# I need help finding a supported root process.



## chefb (Sep 4, 2011)

I've heard bout kangoroot but when I get to the sight I don't see anything ?

What are people around here using... , where did you find it, how did it work for you?


----------



## Asian Flavor (Jul 9, 2011)

The program is KINGOAPP. Just add a .com to the end of that and you will get to the website. I just did this for a friend on his Note 3 and it was very quick. Wish I found this instead of doing Root De La Vega due to the Odin file wiping out the internal SD.


----------



## chefb (Sep 4, 2011)

im such an ass thanks dude


----------



## Flying_Hellfish (Jun 6, 2011)

FWIW XDA is poo pooing the kingo method.


----------



## chefb (Sep 4, 2011)

That's what sayin......I'm fishing for the opinons of the devs on this site


----------



## Asian Flavor (Jul 9, 2011)

I'm up in the air with XDA closing up the KingoApp/Vroot method. They are not saying what was found if anything. If there is communication from the program to a chinese server, it could be downloading their proprietary code to exploit the phone. There is now claim that they are able to unlock the bootloader for the Note 3. I would personally jump on that without hesitation. We are now living in the world where anyone can get any info. I have been phished before and know the danger in those murky waters. There's nothing on my phone that would cause me any worry if someone key logged or scan my info. They would find some 'naughty' sites that would interest them (I'm asian and I know what floats our boats...hehe). But my main point is, XDA is great in protecting the community, but I'm going to use any method to make my phone better. I will deal with the consequences.. too bad there are too many noobz that won't understand that responsibility.


----------



## Flying_Hellfish (Jun 6, 2011)

Asian Flavor said:


> I'm up in the air with XDA closing up the KingoApp/Vroot method. They are not saying what was found if anything. If there is communication from the program to a chinese server, it could be downloading their proprietary code to exploit the phone. There is now claim that they are able to unlock the bootloader for the Note 3. I would personally jump on that without hesitation. We are now living in the world where anyone can get any info. I have been phished before and know the danger in those murky waters. There's nothing on my phone that would cause me any worry if someone key logged or scan my info. They would find some 'naughty' sites that would interest them (I'm asian and I know what floats our boats...hehe). But my main point is, XDA is great in protecting the community, but I'm going to use any method to make my phone better. I will deal with the consequences.. too bad there are too many noobz that won't understand that responsibility.
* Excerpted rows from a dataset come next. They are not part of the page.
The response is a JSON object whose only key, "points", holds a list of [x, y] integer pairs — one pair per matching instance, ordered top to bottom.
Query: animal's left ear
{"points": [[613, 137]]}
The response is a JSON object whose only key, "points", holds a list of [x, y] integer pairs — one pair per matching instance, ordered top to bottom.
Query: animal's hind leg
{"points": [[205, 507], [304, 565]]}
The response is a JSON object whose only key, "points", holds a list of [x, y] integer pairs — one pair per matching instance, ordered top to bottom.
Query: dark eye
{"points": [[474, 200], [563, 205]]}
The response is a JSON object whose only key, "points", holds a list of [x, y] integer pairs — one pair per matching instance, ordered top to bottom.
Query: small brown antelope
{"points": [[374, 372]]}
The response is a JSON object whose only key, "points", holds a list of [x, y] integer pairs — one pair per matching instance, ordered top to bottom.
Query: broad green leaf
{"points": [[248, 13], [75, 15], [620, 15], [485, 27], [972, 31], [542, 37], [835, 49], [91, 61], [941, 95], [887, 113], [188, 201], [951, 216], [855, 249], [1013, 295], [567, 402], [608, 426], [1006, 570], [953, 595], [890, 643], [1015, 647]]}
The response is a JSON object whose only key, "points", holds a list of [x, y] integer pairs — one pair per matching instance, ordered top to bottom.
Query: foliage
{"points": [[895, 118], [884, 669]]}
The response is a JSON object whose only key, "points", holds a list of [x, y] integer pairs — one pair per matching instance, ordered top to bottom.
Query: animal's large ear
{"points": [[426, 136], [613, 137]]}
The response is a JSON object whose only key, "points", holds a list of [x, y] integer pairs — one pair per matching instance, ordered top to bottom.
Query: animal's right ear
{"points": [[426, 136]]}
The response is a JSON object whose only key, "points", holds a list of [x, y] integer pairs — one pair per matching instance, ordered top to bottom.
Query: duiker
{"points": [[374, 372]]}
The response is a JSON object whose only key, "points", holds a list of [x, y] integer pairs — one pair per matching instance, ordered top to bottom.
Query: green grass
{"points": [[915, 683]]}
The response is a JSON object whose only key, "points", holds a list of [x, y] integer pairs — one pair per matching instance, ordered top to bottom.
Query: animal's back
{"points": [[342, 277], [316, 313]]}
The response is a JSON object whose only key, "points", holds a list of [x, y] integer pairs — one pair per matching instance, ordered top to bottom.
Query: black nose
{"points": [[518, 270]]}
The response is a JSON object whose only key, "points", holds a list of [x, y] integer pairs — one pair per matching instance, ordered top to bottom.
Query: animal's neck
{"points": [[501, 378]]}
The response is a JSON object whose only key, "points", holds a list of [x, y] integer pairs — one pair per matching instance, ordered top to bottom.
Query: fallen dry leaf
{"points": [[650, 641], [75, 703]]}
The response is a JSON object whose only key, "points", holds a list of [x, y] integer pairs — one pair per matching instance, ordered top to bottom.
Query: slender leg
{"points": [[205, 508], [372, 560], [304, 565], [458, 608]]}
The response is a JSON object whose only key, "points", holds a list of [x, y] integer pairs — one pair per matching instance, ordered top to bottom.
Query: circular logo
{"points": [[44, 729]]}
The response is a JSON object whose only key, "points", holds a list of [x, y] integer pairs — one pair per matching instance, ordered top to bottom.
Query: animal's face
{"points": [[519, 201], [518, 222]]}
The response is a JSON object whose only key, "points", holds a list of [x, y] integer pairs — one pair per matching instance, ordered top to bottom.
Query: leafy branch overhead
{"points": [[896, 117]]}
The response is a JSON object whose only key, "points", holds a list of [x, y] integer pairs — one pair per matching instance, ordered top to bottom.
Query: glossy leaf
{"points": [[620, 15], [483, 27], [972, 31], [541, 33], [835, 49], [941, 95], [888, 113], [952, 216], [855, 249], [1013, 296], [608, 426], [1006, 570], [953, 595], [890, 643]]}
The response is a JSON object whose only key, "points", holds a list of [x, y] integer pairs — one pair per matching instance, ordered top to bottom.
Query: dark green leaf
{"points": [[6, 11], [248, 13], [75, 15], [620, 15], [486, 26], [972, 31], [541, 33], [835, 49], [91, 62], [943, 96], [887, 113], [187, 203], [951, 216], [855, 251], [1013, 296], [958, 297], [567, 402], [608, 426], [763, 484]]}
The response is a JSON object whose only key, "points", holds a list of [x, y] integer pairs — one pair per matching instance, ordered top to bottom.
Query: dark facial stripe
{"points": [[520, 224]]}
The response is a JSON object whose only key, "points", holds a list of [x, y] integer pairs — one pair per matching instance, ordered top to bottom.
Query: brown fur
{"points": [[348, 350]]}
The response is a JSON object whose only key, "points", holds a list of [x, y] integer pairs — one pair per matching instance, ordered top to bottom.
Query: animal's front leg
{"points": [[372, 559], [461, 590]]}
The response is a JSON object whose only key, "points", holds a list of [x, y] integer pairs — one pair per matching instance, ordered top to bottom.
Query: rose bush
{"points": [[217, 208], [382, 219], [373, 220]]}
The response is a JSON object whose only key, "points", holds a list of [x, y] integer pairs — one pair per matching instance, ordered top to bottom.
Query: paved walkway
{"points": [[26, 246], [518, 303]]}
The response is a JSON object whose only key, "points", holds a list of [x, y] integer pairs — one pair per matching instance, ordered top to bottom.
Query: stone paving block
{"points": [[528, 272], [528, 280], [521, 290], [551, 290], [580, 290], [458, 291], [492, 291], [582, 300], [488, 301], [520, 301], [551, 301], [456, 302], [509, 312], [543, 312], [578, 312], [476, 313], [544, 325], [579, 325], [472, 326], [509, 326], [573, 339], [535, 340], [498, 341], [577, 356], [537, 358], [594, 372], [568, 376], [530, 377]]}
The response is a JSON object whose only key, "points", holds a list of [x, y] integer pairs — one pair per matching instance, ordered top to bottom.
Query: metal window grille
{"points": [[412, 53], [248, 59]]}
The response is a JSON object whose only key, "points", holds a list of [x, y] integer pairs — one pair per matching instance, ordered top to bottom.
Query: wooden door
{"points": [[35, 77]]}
And this was my main red flag as well. I'm not sure why they aren't going into the reasoning but if they were truly protecting people wouldn't they just come out and say what the big deal is?


----------



## jeckel51 (Dec 11, 2011)

If you guys are still on MI9. I did root de la vega. I followed the link from thread in YouTube instructions. Got files from description on YouTube page.
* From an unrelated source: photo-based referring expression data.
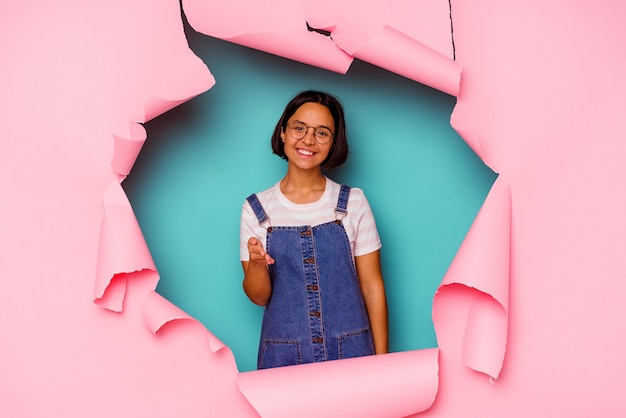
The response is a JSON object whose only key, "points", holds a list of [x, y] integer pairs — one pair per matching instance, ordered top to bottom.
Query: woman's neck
{"points": [[303, 187]]}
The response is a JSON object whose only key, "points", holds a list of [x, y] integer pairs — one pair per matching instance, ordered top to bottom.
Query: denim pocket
{"points": [[355, 344], [276, 353]]}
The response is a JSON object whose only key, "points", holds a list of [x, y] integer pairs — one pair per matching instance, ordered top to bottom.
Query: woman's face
{"points": [[306, 153]]}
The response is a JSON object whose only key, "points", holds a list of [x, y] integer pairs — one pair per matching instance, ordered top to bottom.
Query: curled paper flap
{"points": [[428, 21], [283, 32], [307, 47], [396, 52], [187, 83], [126, 148], [122, 249], [482, 265], [159, 312], [389, 385]]}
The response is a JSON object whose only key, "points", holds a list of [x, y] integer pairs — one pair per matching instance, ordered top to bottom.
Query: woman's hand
{"points": [[257, 253], [256, 280]]}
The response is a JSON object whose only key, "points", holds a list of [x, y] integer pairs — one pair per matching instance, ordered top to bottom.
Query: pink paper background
{"points": [[529, 318]]}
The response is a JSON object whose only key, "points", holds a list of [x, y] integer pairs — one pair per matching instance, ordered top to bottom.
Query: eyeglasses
{"points": [[298, 130]]}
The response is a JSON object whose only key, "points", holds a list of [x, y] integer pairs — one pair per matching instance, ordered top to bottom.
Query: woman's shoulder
{"points": [[265, 194], [357, 196]]}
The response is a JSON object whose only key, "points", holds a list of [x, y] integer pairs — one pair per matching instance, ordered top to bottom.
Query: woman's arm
{"points": [[256, 280], [373, 289]]}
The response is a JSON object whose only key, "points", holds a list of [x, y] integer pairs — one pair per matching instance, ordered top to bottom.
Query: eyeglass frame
{"points": [[315, 128]]}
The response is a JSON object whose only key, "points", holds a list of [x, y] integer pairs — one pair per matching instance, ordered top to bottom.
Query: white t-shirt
{"points": [[359, 222]]}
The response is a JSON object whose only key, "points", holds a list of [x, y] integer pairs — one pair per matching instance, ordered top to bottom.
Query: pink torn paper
{"points": [[282, 32], [409, 38], [126, 148], [122, 251], [482, 265], [159, 312], [389, 385]]}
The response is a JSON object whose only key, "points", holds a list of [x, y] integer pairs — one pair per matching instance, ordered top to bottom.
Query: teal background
{"points": [[202, 159]]}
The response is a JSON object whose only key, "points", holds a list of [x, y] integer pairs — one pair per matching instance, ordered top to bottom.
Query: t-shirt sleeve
{"points": [[246, 230], [367, 238]]}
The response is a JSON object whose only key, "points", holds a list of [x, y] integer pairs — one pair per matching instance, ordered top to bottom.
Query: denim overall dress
{"points": [[316, 311]]}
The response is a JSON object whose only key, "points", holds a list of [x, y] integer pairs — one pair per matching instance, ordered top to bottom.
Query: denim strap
{"points": [[342, 202], [258, 209]]}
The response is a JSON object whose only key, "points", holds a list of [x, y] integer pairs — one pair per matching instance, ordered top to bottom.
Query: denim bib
{"points": [[316, 311]]}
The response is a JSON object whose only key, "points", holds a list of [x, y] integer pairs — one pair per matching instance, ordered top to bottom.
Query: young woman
{"points": [[310, 247]]}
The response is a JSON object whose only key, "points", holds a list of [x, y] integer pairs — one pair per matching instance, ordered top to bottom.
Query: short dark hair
{"points": [[339, 150]]}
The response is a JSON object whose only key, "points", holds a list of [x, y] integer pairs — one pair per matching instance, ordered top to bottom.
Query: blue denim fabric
{"points": [[316, 311]]}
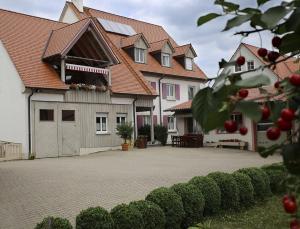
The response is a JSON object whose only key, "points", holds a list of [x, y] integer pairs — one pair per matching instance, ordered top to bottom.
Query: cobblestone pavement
{"points": [[31, 190]]}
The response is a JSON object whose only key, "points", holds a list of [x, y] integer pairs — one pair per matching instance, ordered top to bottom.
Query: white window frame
{"points": [[140, 55], [166, 62], [189, 64], [250, 65], [169, 89], [102, 130]]}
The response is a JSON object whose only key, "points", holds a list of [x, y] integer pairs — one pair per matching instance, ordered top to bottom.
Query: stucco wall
{"points": [[13, 102]]}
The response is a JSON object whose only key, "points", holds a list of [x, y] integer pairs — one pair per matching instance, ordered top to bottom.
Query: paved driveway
{"points": [[31, 190]]}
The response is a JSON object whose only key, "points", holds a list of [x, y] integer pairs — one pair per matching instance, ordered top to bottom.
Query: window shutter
{"points": [[164, 91], [177, 92]]}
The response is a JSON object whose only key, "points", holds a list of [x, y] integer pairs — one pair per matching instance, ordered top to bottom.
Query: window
{"points": [[139, 55], [166, 60], [189, 64], [250, 65], [170, 88], [191, 92], [46, 115], [68, 115], [121, 119], [101, 123], [171, 123]]}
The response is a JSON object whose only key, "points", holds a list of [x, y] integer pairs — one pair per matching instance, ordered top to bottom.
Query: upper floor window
{"points": [[139, 55], [166, 59], [189, 64], [250, 65], [191, 92]]}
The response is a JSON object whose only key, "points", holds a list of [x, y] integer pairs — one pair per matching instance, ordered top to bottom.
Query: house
{"points": [[66, 85], [256, 136]]}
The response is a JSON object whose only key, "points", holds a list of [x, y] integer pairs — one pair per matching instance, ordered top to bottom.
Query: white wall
{"points": [[13, 102]]}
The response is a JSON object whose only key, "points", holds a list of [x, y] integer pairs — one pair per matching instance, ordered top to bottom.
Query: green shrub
{"points": [[161, 134], [260, 182], [245, 187], [229, 189], [211, 193], [170, 202], [193, 203], [153, 215], [127, 217], [94, 218], [54, 223]]}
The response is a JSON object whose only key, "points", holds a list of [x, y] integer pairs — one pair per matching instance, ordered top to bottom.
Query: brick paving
{"points": [[31, 190]]}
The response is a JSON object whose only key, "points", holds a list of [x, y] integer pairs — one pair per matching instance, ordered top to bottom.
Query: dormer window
{"points": [[139, 55], [189, 64]]}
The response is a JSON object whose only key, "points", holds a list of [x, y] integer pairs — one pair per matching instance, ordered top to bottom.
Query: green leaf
{"points": [[274, 15], [204, 19], [237, 21], [255, 81], [250, 109]]}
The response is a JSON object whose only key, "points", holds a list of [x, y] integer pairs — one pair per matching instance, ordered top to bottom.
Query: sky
{"points": [[178, 17]]}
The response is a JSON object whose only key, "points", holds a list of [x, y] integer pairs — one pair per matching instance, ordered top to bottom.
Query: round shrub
{"points": [[260, 182], [245, 187], [229, 189], [211, 193], [170, 202], [193, 203], [153, 215], [127, 217], [94, 218], [54, 223]]}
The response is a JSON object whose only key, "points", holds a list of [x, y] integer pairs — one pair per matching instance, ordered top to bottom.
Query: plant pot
{"points": [[125, 147]]}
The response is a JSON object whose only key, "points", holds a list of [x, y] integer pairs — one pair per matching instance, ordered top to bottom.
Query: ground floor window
{"points": [[101, 123]]}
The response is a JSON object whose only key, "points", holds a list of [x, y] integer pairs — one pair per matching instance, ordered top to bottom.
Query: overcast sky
{"points": [[178, 17]]}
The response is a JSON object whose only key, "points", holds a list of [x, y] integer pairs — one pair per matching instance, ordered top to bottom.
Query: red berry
{"points": [[276, 42], [262, 52], [273, 56], [241, 60], [295, 80], [243, 93], [265, 113], [288, 114], [284, 125], [230, 126], [243, 130], [273, 133], [290, 206]]}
Sent from my SM-N900V using Tapatalk


----------



## Neopolotin75 (Sep 3, 2011)

From what I've seen in other threads they pulled the plug on it because when Kingo gave some code on how the root worked it wasn't the full code and instead it was partial and the part XDA had showed that it pulled phone info like imei,baseband and stuff which Kingo said the imei thing was oversight on their behalf and they will fix it next release but the baseband and stuff was need to provide the correct root since it's coming server side. They also said some info is the same info that gets pulled with abd communicating to the phone. I think it's a little suspect that it goes back and forth and it kinda reminds me of the whole fiasco with Anthrax kernels on the Evo with Chad Goodman. I saw where 1 mod mentioned they were waiting on verification from Kingo and Kingo Says They Are Going To Comply With Xda.
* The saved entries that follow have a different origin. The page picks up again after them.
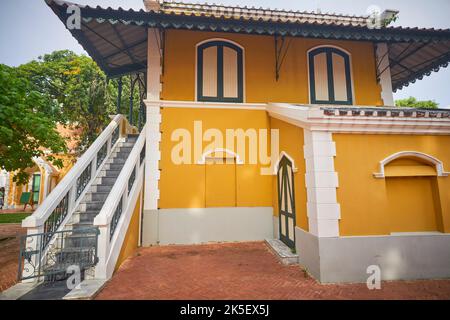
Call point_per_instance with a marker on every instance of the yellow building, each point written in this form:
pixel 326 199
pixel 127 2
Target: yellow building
pixel 264 124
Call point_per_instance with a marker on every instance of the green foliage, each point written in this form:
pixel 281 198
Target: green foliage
pixel 79 87
pixel 25 126
pixel 57 88
pixel 412 102
pixel 13 217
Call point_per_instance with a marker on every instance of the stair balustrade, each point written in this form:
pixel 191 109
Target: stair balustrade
pixel 46 224
pixel 115 215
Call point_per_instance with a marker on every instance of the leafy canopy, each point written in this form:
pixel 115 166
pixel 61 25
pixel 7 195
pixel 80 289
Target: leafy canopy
pixel 25 127
pixel 412 102
pixel 57 88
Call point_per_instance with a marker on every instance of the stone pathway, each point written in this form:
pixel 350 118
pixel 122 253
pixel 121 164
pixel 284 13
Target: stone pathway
pixel 240 271
pixel 9 254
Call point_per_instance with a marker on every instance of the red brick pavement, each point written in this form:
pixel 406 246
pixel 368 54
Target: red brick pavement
pixel 240 271
pixel 9 254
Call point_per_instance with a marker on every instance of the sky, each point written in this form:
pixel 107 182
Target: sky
pixel 28 29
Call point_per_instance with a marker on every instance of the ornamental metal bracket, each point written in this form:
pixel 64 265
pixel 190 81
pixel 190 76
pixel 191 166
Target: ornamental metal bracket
pixel 281 50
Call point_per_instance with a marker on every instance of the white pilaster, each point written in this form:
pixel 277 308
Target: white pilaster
pixel 153 133
pixel 321 183
pixel 384 72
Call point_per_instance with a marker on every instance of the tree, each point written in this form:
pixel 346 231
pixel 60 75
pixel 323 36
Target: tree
pixel 412 102
pixel 86 98
pixel 57 88
pixel 26 130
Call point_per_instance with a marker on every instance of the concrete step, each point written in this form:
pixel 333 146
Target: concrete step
pixel 123 149
pixel 285 254
pixel 102 188
pixel 80 240
pixel 114 166
pixel 94 205
pixel 99 196
pixel 112 173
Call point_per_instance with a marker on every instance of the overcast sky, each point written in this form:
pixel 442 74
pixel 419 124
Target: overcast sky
pixel 28 28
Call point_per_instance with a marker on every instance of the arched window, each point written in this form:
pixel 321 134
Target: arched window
pixel 330 76
pixel 220 72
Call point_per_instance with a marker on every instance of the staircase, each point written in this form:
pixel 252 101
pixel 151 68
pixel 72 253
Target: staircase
pixel 94 199
pixel 81 225
pixel 80 233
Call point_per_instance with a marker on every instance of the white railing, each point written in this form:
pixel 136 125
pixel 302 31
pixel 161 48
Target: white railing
pixel 115 215
pixel 67 195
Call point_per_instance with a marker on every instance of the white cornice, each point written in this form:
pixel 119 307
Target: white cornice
pixel 313 118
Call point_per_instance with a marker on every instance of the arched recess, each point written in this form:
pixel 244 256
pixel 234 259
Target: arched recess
pixel 220 177
pixel 330 75
pixel 420 157
pixel 219 71
pixel 413 193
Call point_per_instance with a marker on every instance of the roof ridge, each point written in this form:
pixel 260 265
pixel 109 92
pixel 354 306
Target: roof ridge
pixel 178 4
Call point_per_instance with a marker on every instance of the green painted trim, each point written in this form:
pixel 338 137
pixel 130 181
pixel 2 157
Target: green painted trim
pixel 331 94
pixel 286 168
pixel 220 95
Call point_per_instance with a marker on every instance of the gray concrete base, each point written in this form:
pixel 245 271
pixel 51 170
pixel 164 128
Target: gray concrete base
pixel 399 257
pixel 276 227
pixel 18 290
pixel 202 225
pixel 87 290
pixel 282 251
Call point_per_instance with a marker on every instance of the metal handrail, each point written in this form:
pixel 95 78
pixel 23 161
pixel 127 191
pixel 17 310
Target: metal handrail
pixel 68 184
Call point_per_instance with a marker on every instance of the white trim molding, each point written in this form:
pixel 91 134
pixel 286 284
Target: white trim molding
pixel 318 118
pixel 321 182
pixel 436 162
pixel 153 131
pixel 207 155
pixel 211 105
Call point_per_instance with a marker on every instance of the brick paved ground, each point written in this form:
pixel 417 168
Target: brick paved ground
pixel 9 253
pixel 240 271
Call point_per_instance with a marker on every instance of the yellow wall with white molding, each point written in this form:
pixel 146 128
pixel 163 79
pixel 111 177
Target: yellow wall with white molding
pixel 291 142
pixel 369 205
pixel 184 185
pixel 131 240
pixel 260 85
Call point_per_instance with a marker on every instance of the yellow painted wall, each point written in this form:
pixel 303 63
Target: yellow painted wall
pixel 291 142
pixel 259 68
pixel 184 185
pixel 411 204
pixel 366 206
pixel 131 240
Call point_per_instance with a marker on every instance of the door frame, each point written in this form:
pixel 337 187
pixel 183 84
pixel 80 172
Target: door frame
pixel 286 167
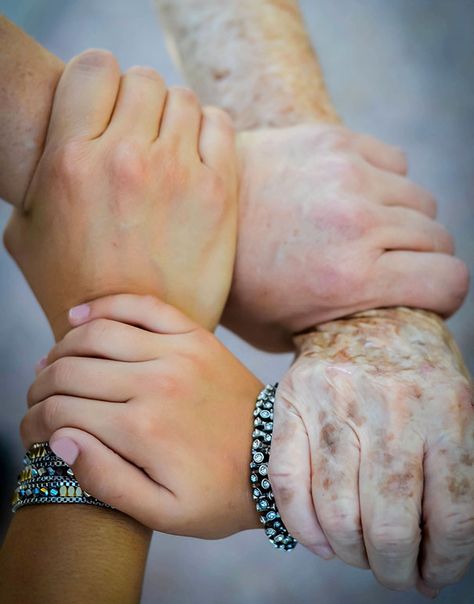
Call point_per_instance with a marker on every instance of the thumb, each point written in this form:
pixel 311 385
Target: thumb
pixel 113 480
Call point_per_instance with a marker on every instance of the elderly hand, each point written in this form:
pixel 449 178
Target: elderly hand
pixel 136 191
pixel 373 449
pixel 160 415
pixel 330 225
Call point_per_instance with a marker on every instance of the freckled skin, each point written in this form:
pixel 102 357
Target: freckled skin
pixel 390 436
pixel 329 438
pixel 458 487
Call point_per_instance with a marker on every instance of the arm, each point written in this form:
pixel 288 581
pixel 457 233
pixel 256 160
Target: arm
pixel 285 80
pixel 106 219
pixel 29 75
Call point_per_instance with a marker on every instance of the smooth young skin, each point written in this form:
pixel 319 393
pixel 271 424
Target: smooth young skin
pixel 137 185
pixel 159 413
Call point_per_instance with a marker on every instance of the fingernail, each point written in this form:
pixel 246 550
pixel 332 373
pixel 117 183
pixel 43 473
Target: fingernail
pixel 41 364
pixel 66 449
pixel 324 552
pixel 77 314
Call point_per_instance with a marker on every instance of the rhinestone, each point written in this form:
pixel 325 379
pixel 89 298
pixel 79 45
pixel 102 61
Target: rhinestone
pixel 271 515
Sent from my SM-N900V using Tapatalk


----------



## penorwood (Oct 3, 2013)

So is the kingo method dangerous or not?

Sent from my SM-N900V using Tapatalk


----------



## Flying_Hellfish (Jun 6, 2011)

penorwood said:


> So is the kingo method dangerous or not?
> 
> Sent from my SM-N900V using Tapatalk


Apparently XDA is still flushing that out.... I think the main danger is that it pulls your imei but kingo is saying they are going to remove that from the info they are gathering to determine the exploit to run.


----------